Damien Kayat previews the 2023 edition of the PGA Tour’s Sony Open taking place at the Waialae Country Club in Hawaii.
2022/2023 US PGA Tour
Waialae Country Club, Honolulu, Hawaii
Let’s hope that last week’s Sentry Tournament of Champions was a harbinger of things to come this year. That must have been one of the most insane comebacks in recent golfing memory.
Rahm trailed Colin Morikawa by nine shots after he bogeyed the first on Sunday. But a back nine 31- aided by a Morikawa capitulation- led to a sensational come-from-behind win.
Former World No.1 Jon Rahm has now won three of his last four international starts. The burly Spaniard seems hellbent on re-establishing himself as one of the de facto favourites for every title.
The Tour stays in Hawaii for the 2nd leg of this picturesque island swing: the Sony Open.
The Sony Open
The Sony Open is the first full-field event since last year’s RSM Classic. The tournament dates back all the way to the 1920’s and has been a PGA tour event since its inception as the Hawaiian Open in 1965.
Sony took over as sponsors of this event back in 1999 (a fairly long engagement in this age of sponsorship musical chairs). Since 1999, 15 winners of this event teed it up at the Sentry the week prior.
This is really quite odd when you look at how different this test is in comparison to Plantation. But I think it speaks to the comfort of playing in this climate and enjoying early-season momentum.
Speaking of comfort, this event has been hosted at the exact same venue since it first joined the PGA Tour: Waialae Country Club.
Waialae Country Club
Designed by Seth Raynor, Waialae is very much the antithesis of last week’s test at Kapulua. Last week was a bomber’s paradise, with wide-open fairways and prodigious length.

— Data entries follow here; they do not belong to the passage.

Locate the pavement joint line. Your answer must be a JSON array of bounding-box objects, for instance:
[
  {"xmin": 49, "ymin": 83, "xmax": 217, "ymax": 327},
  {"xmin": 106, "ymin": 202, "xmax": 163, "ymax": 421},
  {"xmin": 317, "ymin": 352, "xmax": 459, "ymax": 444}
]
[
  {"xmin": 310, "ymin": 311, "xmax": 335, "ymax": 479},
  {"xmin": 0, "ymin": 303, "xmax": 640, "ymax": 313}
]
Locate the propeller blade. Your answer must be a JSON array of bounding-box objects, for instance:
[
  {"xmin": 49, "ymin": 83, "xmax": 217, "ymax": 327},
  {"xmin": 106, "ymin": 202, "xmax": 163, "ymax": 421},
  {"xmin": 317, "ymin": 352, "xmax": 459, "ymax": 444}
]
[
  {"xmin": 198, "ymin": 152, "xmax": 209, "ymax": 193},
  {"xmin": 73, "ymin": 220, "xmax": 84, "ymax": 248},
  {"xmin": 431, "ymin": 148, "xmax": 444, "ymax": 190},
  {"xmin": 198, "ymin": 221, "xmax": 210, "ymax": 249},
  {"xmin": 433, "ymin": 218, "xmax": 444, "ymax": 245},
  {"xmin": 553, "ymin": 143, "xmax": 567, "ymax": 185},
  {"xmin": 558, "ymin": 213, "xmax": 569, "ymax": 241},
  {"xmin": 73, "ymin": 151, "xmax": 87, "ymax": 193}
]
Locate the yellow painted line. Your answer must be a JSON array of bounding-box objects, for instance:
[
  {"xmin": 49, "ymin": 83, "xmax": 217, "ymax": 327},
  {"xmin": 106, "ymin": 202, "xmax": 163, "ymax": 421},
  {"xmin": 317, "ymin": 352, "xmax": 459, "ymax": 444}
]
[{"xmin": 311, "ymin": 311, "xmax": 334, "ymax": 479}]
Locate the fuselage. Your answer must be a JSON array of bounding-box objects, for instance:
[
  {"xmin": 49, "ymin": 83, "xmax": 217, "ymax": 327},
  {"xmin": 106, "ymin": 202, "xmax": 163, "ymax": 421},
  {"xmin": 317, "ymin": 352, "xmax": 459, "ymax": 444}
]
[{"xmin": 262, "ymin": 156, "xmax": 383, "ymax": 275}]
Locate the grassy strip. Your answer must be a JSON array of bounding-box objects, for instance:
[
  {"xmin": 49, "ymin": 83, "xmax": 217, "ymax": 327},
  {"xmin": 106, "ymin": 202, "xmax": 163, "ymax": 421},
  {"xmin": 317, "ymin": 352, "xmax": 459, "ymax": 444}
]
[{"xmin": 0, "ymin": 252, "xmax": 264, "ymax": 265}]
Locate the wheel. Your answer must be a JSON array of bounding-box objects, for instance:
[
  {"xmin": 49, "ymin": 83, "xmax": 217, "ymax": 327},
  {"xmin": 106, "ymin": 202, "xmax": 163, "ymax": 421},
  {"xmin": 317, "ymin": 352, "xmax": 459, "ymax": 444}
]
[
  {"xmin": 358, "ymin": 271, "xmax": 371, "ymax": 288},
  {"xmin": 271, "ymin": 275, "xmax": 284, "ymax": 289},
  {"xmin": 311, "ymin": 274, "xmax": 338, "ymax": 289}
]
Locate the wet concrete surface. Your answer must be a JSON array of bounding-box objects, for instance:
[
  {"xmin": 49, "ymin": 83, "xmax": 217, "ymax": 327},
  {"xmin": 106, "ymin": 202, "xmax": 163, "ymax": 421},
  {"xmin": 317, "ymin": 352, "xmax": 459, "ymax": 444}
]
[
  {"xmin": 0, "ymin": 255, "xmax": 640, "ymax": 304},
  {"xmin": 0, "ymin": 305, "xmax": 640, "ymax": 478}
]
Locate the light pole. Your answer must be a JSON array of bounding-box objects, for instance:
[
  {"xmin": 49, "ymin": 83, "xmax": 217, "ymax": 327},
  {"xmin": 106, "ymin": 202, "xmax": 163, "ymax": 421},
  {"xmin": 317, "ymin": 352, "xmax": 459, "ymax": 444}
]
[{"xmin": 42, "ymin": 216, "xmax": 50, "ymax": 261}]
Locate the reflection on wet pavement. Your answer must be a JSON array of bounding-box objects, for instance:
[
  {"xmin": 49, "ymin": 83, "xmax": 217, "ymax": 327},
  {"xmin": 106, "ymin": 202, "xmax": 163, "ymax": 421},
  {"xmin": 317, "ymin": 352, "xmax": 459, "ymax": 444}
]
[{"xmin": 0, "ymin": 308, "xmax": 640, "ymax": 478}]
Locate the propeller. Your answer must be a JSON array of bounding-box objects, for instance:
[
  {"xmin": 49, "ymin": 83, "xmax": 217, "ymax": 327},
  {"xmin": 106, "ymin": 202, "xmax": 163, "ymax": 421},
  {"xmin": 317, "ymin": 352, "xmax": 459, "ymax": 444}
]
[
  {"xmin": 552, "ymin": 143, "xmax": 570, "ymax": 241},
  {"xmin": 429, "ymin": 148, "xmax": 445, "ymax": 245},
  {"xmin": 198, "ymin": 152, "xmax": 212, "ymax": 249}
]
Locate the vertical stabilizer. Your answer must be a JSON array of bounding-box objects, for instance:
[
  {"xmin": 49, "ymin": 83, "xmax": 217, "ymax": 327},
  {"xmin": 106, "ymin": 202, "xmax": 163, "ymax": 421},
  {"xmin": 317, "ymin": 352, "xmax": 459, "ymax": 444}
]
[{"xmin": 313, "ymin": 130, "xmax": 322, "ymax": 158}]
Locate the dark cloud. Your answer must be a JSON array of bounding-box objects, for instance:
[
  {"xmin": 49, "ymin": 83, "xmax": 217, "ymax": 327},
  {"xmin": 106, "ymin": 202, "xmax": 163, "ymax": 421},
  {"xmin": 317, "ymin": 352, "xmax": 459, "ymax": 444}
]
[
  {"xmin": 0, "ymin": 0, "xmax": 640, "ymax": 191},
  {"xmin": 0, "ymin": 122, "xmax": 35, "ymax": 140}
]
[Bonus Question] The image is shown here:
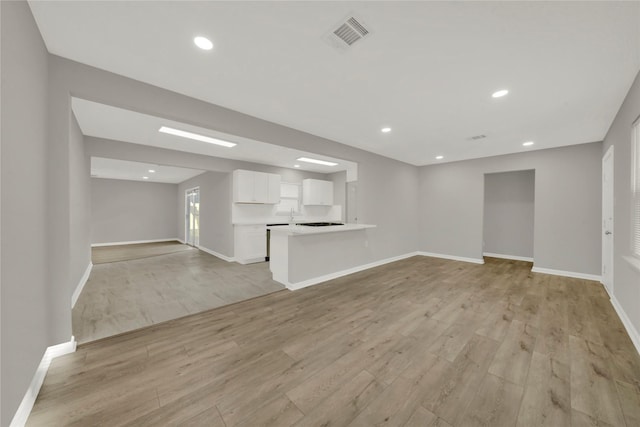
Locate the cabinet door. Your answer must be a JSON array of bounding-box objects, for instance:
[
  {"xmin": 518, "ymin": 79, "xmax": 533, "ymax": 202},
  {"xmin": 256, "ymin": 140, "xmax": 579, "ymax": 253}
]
[
  {"xmin": 253, "ymin": 172, "xmax": 269, "ymax": 203},
  {"xmin": 233, "ymin": 170, "xmax": 255, "ymax": 203},
  {"xmin": 234, "ymin": 225, "xmax": 267, "ymax": 264},
  {"xmin": 267, "ymin": 173, "xmax": 280, "ymax": 205}
]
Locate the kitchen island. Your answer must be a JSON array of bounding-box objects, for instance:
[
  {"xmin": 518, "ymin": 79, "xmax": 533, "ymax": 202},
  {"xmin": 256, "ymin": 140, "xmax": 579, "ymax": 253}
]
[{"xmin": 269, "ymin": 224, "xmax": 375, "ymax": 290}]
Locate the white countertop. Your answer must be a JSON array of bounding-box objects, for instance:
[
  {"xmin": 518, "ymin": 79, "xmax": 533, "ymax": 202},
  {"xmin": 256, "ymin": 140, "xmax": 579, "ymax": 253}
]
[{"xmin": 267, "ymin": 224, "xmax": 376, "ymax": 236}]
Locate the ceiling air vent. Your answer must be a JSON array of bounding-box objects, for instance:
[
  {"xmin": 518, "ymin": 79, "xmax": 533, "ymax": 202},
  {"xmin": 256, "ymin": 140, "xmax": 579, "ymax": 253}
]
[{"xmin": 323, "ymin": 14, "xmax": 371, "ymax": 50}]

Waialae is a short, tree-lined course that has a slightly links feel. In that sense, it is similar to courses such as Harbour Town and El Camaleon. So, I would favour the more surgical operators this week.
Also, look for players who can make plenty of putts on these slow, Bermuda greens. This is a more old-fashioned test of golf that rewards accurate tee-to-green players that can hole a putt.

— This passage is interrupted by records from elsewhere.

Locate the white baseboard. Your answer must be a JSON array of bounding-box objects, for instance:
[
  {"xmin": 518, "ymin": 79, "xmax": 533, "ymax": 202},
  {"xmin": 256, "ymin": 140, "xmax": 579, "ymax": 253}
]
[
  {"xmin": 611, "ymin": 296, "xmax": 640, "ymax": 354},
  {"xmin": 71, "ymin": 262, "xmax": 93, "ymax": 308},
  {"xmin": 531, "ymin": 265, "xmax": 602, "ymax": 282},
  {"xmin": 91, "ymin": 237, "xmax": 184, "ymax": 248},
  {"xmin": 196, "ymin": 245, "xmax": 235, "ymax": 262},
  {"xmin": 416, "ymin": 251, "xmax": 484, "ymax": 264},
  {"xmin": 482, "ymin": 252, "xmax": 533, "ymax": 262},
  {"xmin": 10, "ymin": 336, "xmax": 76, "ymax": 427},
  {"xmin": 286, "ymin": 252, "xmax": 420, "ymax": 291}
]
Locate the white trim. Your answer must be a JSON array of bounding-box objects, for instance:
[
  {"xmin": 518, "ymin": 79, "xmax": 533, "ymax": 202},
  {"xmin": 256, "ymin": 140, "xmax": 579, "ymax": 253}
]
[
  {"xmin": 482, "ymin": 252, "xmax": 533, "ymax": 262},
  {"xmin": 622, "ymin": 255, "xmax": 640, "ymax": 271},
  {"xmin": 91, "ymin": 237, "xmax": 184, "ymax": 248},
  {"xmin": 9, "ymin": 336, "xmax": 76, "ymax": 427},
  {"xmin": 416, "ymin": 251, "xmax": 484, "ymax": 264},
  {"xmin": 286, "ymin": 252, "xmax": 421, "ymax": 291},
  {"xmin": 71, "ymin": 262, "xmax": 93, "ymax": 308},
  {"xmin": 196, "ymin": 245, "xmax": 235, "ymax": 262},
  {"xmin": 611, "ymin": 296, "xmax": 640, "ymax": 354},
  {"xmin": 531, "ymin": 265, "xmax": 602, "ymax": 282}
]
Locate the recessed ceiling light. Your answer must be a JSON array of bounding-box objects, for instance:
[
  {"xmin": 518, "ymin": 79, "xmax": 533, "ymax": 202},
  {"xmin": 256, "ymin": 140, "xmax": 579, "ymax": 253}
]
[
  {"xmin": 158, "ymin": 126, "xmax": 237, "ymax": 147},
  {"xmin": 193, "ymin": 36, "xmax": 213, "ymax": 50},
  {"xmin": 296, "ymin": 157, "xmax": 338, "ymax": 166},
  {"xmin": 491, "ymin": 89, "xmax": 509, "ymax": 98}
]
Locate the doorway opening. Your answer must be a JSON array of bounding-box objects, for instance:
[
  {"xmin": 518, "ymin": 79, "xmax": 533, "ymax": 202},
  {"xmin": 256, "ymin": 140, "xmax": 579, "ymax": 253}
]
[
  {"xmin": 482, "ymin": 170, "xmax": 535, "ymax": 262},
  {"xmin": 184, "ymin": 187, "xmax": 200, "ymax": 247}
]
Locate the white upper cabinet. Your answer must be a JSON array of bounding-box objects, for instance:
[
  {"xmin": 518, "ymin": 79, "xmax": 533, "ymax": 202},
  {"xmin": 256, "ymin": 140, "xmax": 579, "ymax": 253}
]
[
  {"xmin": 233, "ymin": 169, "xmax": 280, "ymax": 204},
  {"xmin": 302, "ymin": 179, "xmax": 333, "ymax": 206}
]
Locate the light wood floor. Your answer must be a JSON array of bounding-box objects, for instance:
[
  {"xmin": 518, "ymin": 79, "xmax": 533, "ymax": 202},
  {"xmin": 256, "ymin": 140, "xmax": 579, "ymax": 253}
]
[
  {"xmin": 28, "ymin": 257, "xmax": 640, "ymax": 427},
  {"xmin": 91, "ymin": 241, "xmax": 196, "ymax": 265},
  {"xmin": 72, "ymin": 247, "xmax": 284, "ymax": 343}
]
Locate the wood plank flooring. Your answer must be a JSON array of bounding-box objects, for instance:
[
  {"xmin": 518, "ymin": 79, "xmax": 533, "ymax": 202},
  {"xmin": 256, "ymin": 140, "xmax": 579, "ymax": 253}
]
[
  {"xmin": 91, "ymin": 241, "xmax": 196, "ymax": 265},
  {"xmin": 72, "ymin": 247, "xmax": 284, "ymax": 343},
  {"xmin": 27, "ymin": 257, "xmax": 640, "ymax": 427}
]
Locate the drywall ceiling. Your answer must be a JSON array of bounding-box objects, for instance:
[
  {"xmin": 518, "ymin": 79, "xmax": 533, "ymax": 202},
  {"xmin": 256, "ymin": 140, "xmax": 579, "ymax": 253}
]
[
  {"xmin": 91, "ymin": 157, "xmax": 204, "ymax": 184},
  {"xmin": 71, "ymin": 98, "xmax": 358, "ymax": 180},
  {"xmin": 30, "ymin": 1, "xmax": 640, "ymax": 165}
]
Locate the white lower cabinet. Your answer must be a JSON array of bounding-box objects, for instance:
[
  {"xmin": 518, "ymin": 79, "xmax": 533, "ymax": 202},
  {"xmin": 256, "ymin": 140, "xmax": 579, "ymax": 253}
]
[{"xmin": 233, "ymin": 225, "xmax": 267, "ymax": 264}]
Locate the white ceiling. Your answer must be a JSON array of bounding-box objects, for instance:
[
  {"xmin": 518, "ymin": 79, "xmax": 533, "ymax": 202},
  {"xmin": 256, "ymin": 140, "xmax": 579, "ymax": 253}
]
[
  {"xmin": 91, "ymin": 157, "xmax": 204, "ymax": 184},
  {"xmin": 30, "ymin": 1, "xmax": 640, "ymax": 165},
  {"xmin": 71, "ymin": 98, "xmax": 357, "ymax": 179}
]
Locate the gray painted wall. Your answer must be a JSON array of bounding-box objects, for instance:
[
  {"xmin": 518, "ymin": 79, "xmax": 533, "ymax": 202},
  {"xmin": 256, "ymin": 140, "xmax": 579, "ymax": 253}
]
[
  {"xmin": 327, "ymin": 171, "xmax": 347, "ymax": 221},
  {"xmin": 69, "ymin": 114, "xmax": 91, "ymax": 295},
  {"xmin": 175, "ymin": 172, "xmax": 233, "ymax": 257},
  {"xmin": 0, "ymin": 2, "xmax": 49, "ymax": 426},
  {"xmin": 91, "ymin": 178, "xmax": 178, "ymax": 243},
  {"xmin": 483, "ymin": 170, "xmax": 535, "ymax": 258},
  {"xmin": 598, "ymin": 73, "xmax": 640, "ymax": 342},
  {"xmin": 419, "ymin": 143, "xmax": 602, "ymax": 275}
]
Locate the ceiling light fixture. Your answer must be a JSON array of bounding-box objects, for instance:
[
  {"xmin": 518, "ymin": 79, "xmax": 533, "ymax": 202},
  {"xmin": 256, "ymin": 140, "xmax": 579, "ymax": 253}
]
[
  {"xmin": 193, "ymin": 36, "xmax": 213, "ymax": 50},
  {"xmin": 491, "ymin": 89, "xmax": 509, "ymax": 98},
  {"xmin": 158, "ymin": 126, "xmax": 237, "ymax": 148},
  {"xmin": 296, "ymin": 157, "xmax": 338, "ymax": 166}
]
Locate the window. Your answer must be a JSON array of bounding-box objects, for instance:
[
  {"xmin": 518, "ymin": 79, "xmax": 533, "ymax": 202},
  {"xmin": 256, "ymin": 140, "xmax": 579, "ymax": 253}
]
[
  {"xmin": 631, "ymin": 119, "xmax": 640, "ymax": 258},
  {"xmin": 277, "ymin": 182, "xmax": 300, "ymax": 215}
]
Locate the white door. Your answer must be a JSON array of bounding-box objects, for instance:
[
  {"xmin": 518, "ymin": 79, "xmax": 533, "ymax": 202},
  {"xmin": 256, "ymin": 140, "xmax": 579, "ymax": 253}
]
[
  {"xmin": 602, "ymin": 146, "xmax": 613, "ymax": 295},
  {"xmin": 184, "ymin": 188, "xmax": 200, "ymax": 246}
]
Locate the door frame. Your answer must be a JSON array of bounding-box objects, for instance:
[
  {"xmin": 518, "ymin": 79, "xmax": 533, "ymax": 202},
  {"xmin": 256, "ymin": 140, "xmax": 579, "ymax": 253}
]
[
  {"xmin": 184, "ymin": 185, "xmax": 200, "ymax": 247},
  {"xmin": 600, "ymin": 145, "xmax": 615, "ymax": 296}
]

Also, look for players who are proficient on par 4’s. The last six winners have all ranked inside the top six for Par 4 Scoring.

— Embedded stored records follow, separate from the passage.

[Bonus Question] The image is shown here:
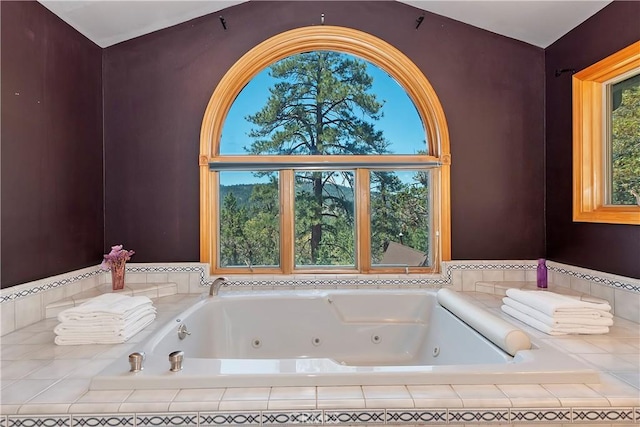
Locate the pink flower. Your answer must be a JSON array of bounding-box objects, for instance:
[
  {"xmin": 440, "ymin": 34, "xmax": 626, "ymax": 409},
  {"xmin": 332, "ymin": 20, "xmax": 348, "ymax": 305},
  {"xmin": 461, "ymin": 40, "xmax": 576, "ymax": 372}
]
[{"xmin": 100, "ymin": 245, "xmax": 135, "ymax": 270}]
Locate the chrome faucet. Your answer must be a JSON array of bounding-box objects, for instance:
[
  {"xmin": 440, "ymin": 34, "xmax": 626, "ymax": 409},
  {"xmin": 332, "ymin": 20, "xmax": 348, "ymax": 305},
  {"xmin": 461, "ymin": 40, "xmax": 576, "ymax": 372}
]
[{"xmin": 209, "ymin": 277, "xmax": 229, "ymax": 297}]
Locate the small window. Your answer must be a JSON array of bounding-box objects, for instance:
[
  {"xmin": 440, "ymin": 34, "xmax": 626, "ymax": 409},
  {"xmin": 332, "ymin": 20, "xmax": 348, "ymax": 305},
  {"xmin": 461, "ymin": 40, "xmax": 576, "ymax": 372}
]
[{"xmin": 573, "ymin": 42, "xmax": 640, "ymax": 224}]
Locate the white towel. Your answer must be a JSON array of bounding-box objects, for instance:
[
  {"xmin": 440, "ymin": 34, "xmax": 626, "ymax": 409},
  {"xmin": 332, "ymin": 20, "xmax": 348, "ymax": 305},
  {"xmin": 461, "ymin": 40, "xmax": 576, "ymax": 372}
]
[
  {"xmin": 507, "ymin": 289, "xmax": 611, "ymax": 317},
  {"xmin": 58, "ymin": 293, "xmax": 153, "ymax": 322},
  {"xmin": 53, "ymin": 307, "xmax": 156, "ymax": 335},
  {"xmin": 501, "ymin": 305, "xmax": 609, "ymax": 335},
  {"xmin": 54, "ymin": 313, "xmax": 156, "ymax": 345},
  {"xmin": 502, "ymin": 297, "xmax": 613, "ymax": 327}
]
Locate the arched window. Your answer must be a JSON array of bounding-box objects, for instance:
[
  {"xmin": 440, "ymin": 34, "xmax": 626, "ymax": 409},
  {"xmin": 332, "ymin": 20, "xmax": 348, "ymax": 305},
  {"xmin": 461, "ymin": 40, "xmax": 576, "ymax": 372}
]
[{"xmin": 200, "ymin": 26, "xmax": 450, "ymax": 274}]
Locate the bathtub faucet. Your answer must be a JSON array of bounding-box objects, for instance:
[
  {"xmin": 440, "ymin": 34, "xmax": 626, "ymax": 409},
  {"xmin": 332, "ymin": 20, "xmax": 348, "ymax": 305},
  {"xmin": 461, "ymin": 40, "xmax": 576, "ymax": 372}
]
[{"xmin": 209, "ymin": 277, "xmax": 229, "ymax": 297}]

There is a notable absence of golf’s elite talent following that breathless season opener. But that shouldn’t make this week any less interesting.
Defending champion Hideki Matsuyama has become a serial winner on Tour and will take some beating once again this week. But it’s two fellow Asians who currently lead the market.
20-year-old Korean sensation Tom Kim has rocketed to 14th in the World Rankings (courtesy of some impressive form towards the end of last year). He finished 5th last week and makes a compelling tournament favourite.
Fellow Korean Sungjae Im is one of the most consistent players on tour and should suit this course perfectly (though that hasn’t been reflected in his course figures thus far).
Jordan Spieth could be a factor this week while the likes of Brian Harman and Corey Conner lurk dangerously.
2022: Hideki Matsuyama (-23) *playoff
2021: Kevin Na (-21)
2020: Cameron Smith (-11) *playoff
2019: Matt Kuchar (-22)
2018: Patton Kizzire (-17) *playoff
To Win Outright:
Tony Kim 12/1 | Sungjae Im 14/1 | Hideki Matsuyama 16/1 | Jordan Spieth 18/1 | Russell Henley 20/1
Brendan Steele- To Win 75/1 | To Place 16/1
This is purely a horses-for-courses pick. Steele is exactly the sort of player who can thrive in these slightly quainter events. Sure, he missed the cut last year. But prior to that he has been exemplary at Waialae. He finished runner-up following a playoff in 2020. And he was the 54-hole leader in 2021 before settling for a T4 finish. He finished in the top 20 in his last event (the CJ Cup). Steele often gets himself into contention when many of the elite players are absent.
Keith Mitchell- To Win 35/1 | To Place 15/2
Despite a fairly consistent 2022, Keith Mitchell will feel disappointed that he hasn’t added to his 2019 Honda Classic title. Currently sitting 57th in the world rankings, there is plenty to suggest that Mitchell has what it takes to take home the title this week. He has made four of five cuts here, with a best finish of seventh a year ago. But let’s look a bit deeper at his results. When 16th here in 2019, he was third going into the last round. And he shot middle rounds of 62 and 63 to finish 14th in 2021.
The Man to Beat- Corey Conners- To Win 25/1 | To Place 11/2
I have opted to avoid most of the nominal favourites this week. I just think that Corey Conners should fit the bill perfectly. He is a regular here (his last three results reading T3-T12-11). He has started solidly this season, with three top 25s in four starts. This included a respectable 18th at Plantation last week. And that was a course that doesn’t really suit his style. He is a real old-fashioned operator who adroitly plots his way around courses. I think he could be a real dark-horse contender this week.